ORDER BY does not work when creating views, but does work when reading from views.
LIMIT Limit the number of returned results to expr.
OFFSET Skip the first expr number of rows.

Details 

Because Materialize works very differently from a traditional RDBMS, it’s important to understand the implications that certain features of SELECT will impact your Materialize instances.

Creating views 

Creating views in Materialize generates a persistent dataflow, which has a different performance profile from performing a SELECT in an RDBMS.
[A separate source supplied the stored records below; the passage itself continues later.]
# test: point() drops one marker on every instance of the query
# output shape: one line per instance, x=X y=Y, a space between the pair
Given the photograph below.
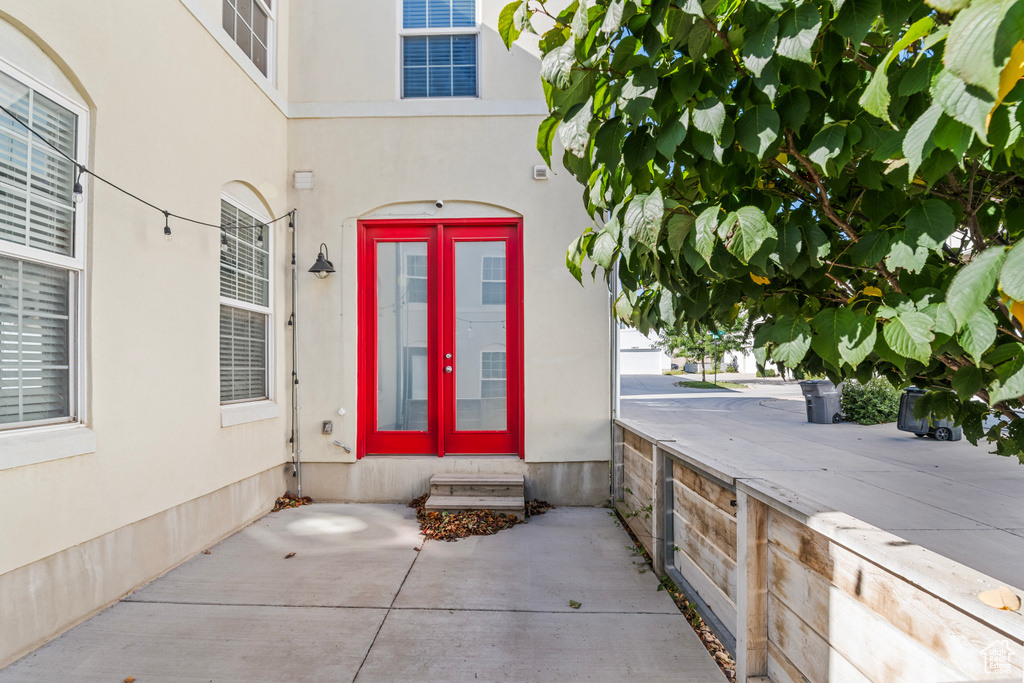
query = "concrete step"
x=504 y=504
x=485 y=485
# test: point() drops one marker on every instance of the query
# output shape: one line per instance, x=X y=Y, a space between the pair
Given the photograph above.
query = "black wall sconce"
x=323 y=267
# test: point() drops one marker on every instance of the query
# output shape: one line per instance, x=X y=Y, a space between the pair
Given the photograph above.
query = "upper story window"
x=250 y=24
x=245 y=306
x=41 y=256
x=439 y=41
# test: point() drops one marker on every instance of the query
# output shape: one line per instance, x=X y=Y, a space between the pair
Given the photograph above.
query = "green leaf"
x=792 y=336
x=969 y=104
x=546 y=136
x=638 y=148
x=557 y=66
x=1009 y=382
x=971 y=46
x=973 y=285
x=760 y=46
x=643 y=217
x=825 y=341
x=613 y=16
x=918 y=143
x=876 y=97
x=1012 y=273
x=707 y=224
x=930 y=223
x=749 y=228
x=671 y=136
x=604 y=250
x=573 y=131
x=680 y=225
x=910 y=336
x=798 y=31
x=870 y=249
x=856 y=17
x=506 y=24
x=709 y=117
x=826 y=144
x=758 y=129
x=978 y=333
x=968 y=381
x=856 y=336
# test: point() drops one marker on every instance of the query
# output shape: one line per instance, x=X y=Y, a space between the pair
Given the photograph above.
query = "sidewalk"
x=357 y=602
x=952 y=498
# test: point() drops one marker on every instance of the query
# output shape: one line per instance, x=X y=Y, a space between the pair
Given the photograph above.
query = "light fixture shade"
x=323 y=267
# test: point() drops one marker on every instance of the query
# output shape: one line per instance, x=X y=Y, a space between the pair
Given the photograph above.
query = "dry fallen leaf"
x=1001 y=598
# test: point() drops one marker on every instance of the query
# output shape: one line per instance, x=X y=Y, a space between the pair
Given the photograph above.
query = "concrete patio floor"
x=357 y=602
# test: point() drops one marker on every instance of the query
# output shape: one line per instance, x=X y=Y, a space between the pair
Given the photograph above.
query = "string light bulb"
x=78 y=194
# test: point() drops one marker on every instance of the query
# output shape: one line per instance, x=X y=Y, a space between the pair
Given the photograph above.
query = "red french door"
x=440 y=344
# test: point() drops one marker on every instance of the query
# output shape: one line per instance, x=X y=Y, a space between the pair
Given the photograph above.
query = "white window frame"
x=75 y=264
x=443 y=31
x=495 y=379
x=271 y=40
x=485 y=280
x=267 y=310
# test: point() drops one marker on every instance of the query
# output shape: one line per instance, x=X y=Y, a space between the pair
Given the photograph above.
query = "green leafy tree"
x=698 y=343
x=845 y=172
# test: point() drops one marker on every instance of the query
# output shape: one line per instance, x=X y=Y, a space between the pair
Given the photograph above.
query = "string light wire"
x=167 y=214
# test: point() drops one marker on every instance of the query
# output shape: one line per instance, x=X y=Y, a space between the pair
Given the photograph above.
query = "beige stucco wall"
x=175 y=116
x=172 y=119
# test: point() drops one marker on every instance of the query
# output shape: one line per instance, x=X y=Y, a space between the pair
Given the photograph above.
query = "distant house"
x=156 y=395
x=639 y=354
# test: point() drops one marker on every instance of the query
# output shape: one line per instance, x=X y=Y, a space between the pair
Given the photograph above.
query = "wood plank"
x=718 y=496
x=708 y=519
x=806 y=545
x=716 y=564
x=948 y=633
x=713 y=596
x=861 y=635
x=638 y=443
x=808 y=653
x=752 y=586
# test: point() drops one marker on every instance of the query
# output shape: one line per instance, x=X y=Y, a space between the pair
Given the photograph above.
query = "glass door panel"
x=480 y=332
x=402 y=321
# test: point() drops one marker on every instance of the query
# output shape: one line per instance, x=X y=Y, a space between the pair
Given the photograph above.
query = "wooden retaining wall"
x=803 y=593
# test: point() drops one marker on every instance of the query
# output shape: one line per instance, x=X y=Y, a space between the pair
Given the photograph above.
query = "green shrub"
x=871 y=403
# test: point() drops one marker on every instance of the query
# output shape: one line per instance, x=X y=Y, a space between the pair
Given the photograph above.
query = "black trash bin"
x=943 y=430
x=822 y=401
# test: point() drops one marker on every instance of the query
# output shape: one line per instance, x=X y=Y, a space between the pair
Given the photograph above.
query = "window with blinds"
x=245 y=305
x=439 y=48
x=249 y=23
x=39 y=266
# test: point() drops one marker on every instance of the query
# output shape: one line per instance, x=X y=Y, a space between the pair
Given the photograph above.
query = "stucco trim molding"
x=48 y=597
x=418 y=108
x=238 y=414
x=29 y=446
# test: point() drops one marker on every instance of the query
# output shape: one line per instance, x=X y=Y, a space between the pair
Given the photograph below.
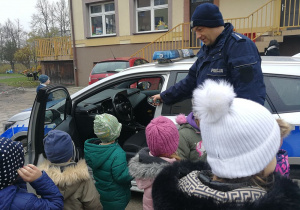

When creating views, using the following features of SELECT have certain side effects:

Field Impact
DISTINCT Materialize must keep a copy of every unique view it has ever seen for the column, which grows memory usage linearly with the number of distinct values in the column.
ORDER BY Materialize does not support creating views with an ORDER BY clause. Instead, you can order the results when reading from a view.

Reading from views 

Performing a SELECT on an existing view is Materialize’s ideal operation. When it receives the SELECT targeting a view, it returns the view’s underlying dataflow’s result set from memory.

Reading from sources 

While this is covered more thoroughly in our architecture overview, it’s important to understand what Materialize does to ensure its behavior matches your expectations.

Whenever Materialize reads directly from a source, it must create a dataflow, and that dataflow is torn down as soon as Materialize reads the results and returns to the client.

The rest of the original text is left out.